Bearbeiter: Karsten Gaede und Christoph Henckel

Zitiervorschlag: BGH, 4 StR 532/12, Beschluss v. 29.01.2013, HRRS 2013 Nr. 355


BGH 4 StR 532/12 - Beschluss vom 29. Januar 2013 (LG Bielefeld)

Zulässiges Verteidigungsverhalten (Berufen auf Notwehr); Doppelverwertungsverbot

§ 46 Abs. 2, Abs. 3 StGB; § 32 StGB

Leitsatz des Bearbeiters

Grundsätzlich ist es einem Angeklagten nicht verwehrt, sich gegen den Vorwurf der Körperverletzung mit der Behauptung zu verteidigen, er habe in Notwehr gehandelt. Soweit damit Anschuldigungen gegen Dritte verbunden sind, werden die Grenzen eines zulässigen Verteidigungsverhaltens dadurch nicht überschritten (vgl. BGH NStZ 2010, 692). Eine wahrheitswidrige Notwehrbehauptung kann erst dann straferschwerend gewertet werden, wenn Umstände hinzukommen, nach denen sich dieses Verteidigungsverhalten als Ausdruck einer zu missbilligenden Einstellung darstellt (vgl. BGH NStZ 2007, 463).

Entscheidungstenor

1. Auf die Revision des Angeklagten wird das Urteil des Landgerichts Bielefeld vom 19. Juli 2012 im Strafausspruch aufgehoben.

2. Im Umfang der Aufhebung wird die Sache zu neuer Verhandlung und Entscheidung, auch über die Kosten des Rechtsmittels, an eine andere Strafkammer des Landgerichts zurückverwiesen.

Gründe

Das Landgericht hat den Angeklagten wegen gefährlicher Körperverletzung in zwei Fällen zu einer Gesamtfreiheitsstrafe von vier Jahren und neun Monaten verurteilt.
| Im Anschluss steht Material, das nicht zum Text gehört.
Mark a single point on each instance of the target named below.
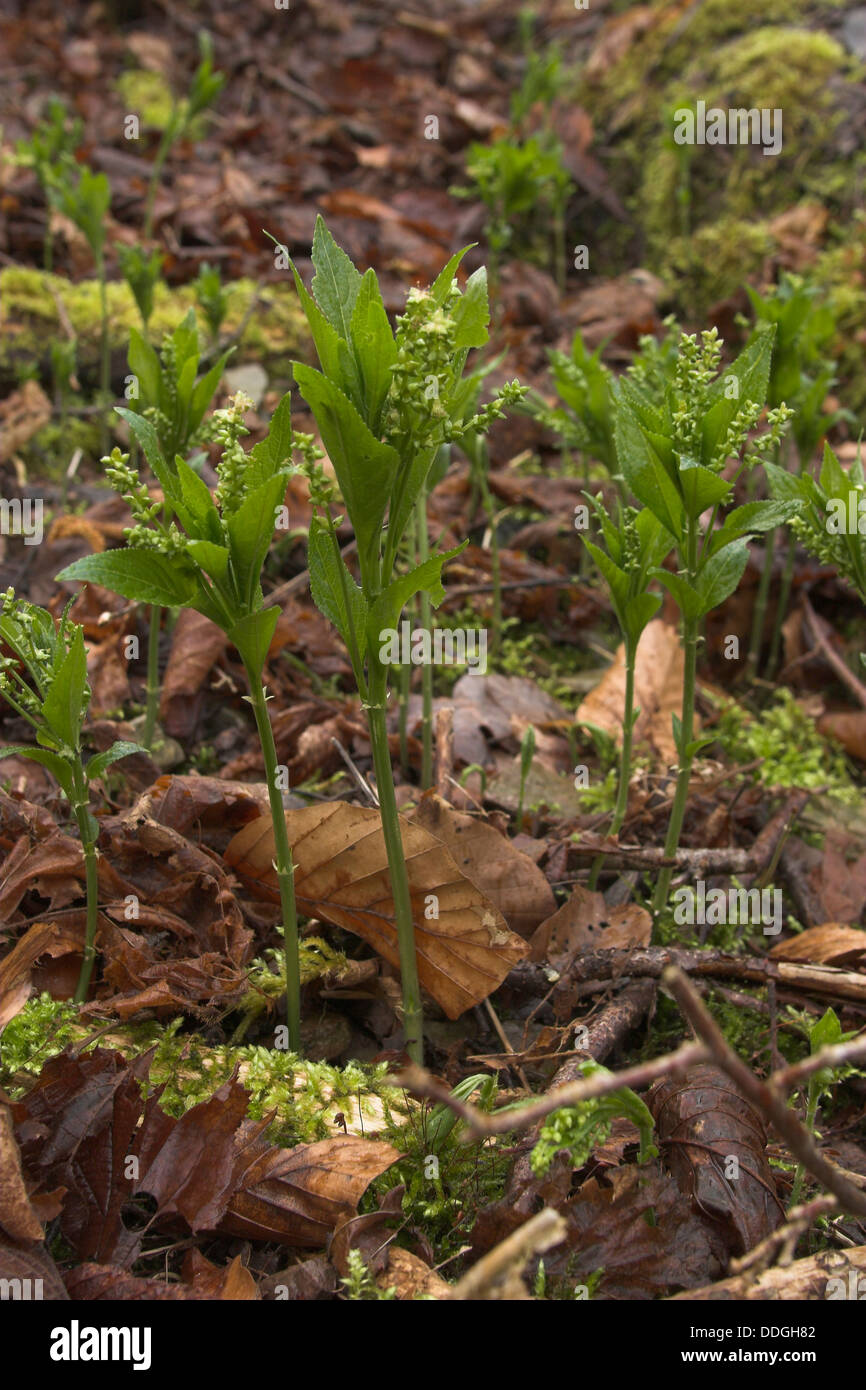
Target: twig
(763, 1094)
(502, 1122)
(496, 1275)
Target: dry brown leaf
(658, 691)
(341, 873)
(587, 923)
(829, 944)
(21, 416)
(52, 938)
(506, 876)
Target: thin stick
(763, 1094)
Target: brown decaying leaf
(587, 923)
(829, 944)
(658, 691)
(210, 1169)
(505, 876)
(196, 644)
(43, 938)
(341, 873)
(704, 1123)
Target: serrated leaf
(328, 592)
(100, 762)
(253, 635)
(364, 466)
(142, 576)
(337, 281)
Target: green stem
(104, 377)
(690, 651)
(88, 845)
(285, 870)
(413, 1020)
(622, 792)
(152, 691)
(426, 615)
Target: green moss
(146, 95)
(29, 317)
(794, 754)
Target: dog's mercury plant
(45, 681)
(628, 555)
(207, 555)
(384, 405)
(674, 437)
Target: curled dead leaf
(341, 875)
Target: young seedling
(384, 406)
(50, 149)
(673, 446)
(211, 299)
(85, 198)
(142, 274)
(628, 555)
(205, 89)
(214, 566)
(827, 1032)
(45, 681)
(173, 398)
(801, 375)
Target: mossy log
(38, 309)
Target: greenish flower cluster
(227, 430)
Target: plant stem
(426, 613)
(104, 377)
(285, 870)
(413, 1020)
(690, 649)
(88, 845)
(153, 676)
(622, 792)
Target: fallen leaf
(658, 691)
(829, 944)
(705, 1127)
(341, 873)
(587, 923)
(505, 876)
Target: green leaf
(337, 281)
(253, 635)
(471, 313)
(250, 531)
(364, 466)
(328, 592)
(701, 488)
(120, 749)
(722, 574)
(644, 471)
(54, 763)
(211, 559)
(142, 576)
(145, 364)
(427, 577)
(374, 348)
(149, 441)
(687, 597)
(274, 451)
(445, 278)
(64, 705)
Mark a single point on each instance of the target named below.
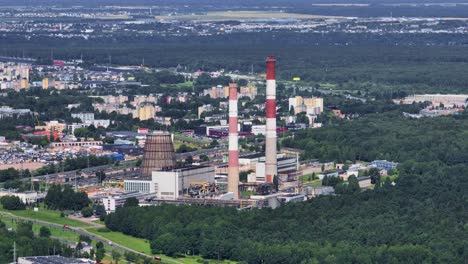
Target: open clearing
(47, 216)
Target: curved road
(82, 231)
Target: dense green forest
(388, 136)
(422, 219)
(413, 62)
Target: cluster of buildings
(220, 91)
(439, 104)
(14, 75)
(6, 111)
(143, 107)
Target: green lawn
(55, 232)
(47, 216)
(141, 245)
(314, 183)
(138, 244)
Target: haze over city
(233, 131)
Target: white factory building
(25, 197)
(170, 184)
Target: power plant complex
(163, 180)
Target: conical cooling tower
(159, 153)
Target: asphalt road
(82, 231)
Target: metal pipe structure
(270, 137)
(233, 170)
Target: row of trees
(27, 244)
(65, 198)
(388, 136)
(368, 227)
(419, 219)
(12, 203)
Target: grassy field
(55, 232)
(314, 183)
(47, 216)
(138, 244)
(142, 245)
(242, 15)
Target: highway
(82, 231)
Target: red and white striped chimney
(270, 137)
(233, 170)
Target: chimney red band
(233, 158)
(271, 74)
(232, 91)
(271, 108)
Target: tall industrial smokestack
(233, 170)
(270, 137)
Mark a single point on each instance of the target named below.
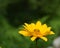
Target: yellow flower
(37, 30)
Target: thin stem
(36, 43)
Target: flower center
(36, 30)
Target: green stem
(36, 43)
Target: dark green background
(14, 13)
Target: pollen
(36, 30)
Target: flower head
(36, 31)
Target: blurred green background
(14, 13)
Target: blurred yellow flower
(36, 31)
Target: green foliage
(14, 13)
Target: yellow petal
(44, 38)
(24, 33)
(52, 32)
(26, 24)
(38, 24)
(43, 28)
(33, 38)
(49, 28)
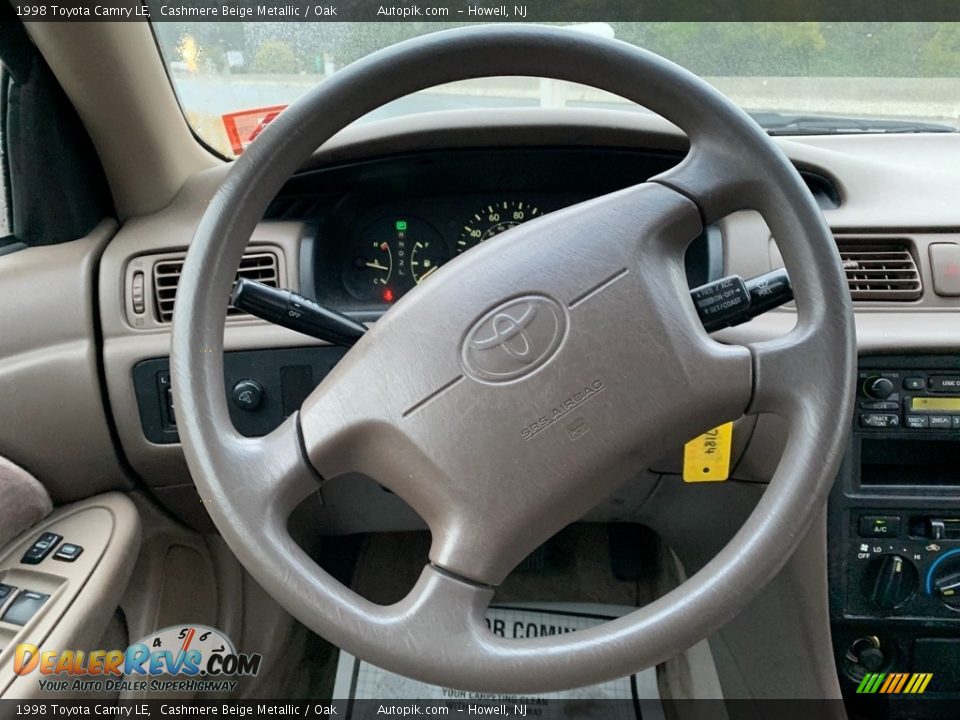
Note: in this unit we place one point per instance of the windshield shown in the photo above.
(232, 78)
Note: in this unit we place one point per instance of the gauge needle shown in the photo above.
(429, 272)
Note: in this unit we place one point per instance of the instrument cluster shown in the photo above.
(397, 251)
(379, 227)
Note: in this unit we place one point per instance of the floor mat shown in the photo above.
(632, 697)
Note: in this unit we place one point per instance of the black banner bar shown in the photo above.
(440, 11)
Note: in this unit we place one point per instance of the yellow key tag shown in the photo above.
(707, 458)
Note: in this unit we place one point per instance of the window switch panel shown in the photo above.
(41, 548)
(68, 552)
(24, 607)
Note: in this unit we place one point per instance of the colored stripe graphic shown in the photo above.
(894, 683)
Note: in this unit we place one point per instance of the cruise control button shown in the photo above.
(879, 420)
(879, 526)
(40, 548)
(68, 552)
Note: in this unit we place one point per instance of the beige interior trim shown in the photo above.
(113, 74)
(83, 593)
(48, 369)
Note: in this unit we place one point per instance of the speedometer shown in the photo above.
(493, 220)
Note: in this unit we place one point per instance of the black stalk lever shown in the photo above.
(293, 311)
(732, 300)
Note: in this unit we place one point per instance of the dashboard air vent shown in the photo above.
(880, 269)
(259, 266)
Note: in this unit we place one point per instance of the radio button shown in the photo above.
(879, 405)
(878, 388)
(879, 420)
(945, 383)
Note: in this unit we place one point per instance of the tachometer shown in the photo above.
(493, 220)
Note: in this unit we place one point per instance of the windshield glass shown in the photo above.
(795, 78)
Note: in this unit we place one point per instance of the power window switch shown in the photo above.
(24, 607)
(40, 548)
(68, 552)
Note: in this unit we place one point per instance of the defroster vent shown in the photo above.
(259, 266)
(880, 269)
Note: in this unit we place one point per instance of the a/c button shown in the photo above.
(879, 526)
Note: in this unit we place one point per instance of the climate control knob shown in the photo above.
(891, 581)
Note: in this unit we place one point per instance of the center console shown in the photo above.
(895, 539)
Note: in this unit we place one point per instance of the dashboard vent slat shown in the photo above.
(883, 270)
(260, 266)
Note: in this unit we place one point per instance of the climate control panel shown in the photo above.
(903, 565)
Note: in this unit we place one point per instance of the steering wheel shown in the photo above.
(528, 379)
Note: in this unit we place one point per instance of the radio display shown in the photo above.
(944, 404)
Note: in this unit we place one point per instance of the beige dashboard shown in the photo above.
(892, 186)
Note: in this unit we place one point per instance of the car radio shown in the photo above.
(910, 399)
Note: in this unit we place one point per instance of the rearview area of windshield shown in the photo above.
(232, 78)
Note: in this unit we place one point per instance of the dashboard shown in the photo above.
(383, 226)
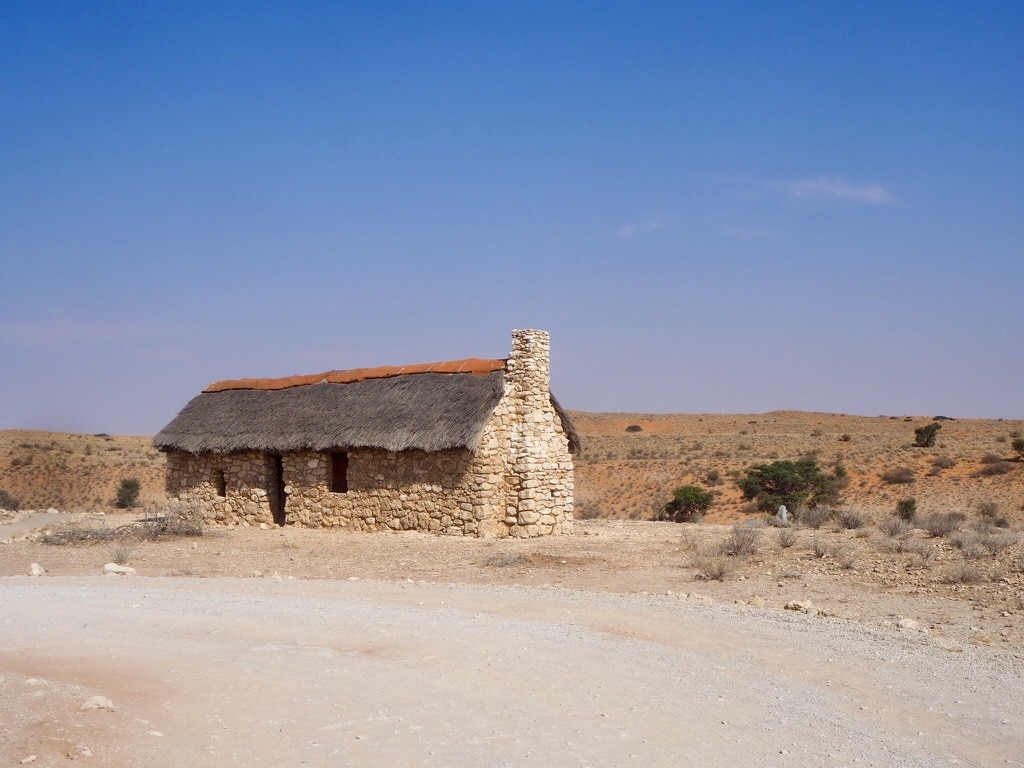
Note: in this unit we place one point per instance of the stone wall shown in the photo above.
(540, 466)
(247, 479)
(518, 481)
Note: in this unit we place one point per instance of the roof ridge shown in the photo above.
(474, 366)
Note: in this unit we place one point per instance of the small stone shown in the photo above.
(98, 702)
(112, 568)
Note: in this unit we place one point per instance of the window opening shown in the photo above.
(339, 472)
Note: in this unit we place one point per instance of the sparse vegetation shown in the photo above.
(742, 541)
(813, 517)
(852, 519)
(8, 502)
(993, 465)
(714, 567)
(154, 527)
(942, 523)
(800, 483)
(897, 476)
(786, 538)
(1018, 445)
(687, 503)
(895, 526)
(925, 436)
(128, 493)
(906, 509)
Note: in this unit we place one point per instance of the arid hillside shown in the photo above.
(77, 472)
(631, 462)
Seine wirksam auf den Rechtsfolgenausspruch beschränkte Revision hat Erfolg (§ 349 Abs. 4 StPO).

I.

Nach den Feststellungen stach der Angeklagte am 5. Oktober 2010 dem Zeugen H. ohne nachvollziehbaren äußeren Anlass ein Messer mit einer Klingenlänge von etwa 7,5 cm in den Bereich des linken Brustkorbs. Der Zeuge erlitt eine ca. 7 cm tiefe Stichwunde, die mit einem Faden genäht werden musste. Da weder die Lunge, noch die innere Schicht des Brustkorbs verletzt wurden, bestand keine konkrete Lebensgefahr (Fall II. 2a der Urteilsgründe). Am 20. Oktober 2011 packte der Angeklagte in den Räumlichkeiten einer Buchhandlung seine ehemalige Lebensgefährtin, die Zeugin B., von hinten an den Haaren und schlug mehrfach mit der Faust auf sie ein. Als die Zeugin am Boden lag, hielt er sie mit der linken Hand fest und fügte ihr mit einem Cutter-Messer Verletzungen im oberen linken Brustbereich und im Nacken zu. Die Stichverletzung im Brustbereich musste genäht werden. Es ist eine sichtbare Narbe zurückgeblieben. Die Zeugin leidet auch weiterhin an einer posttraumatischen Belastungsstörung (Fall II. 2b der Urteilsgründe).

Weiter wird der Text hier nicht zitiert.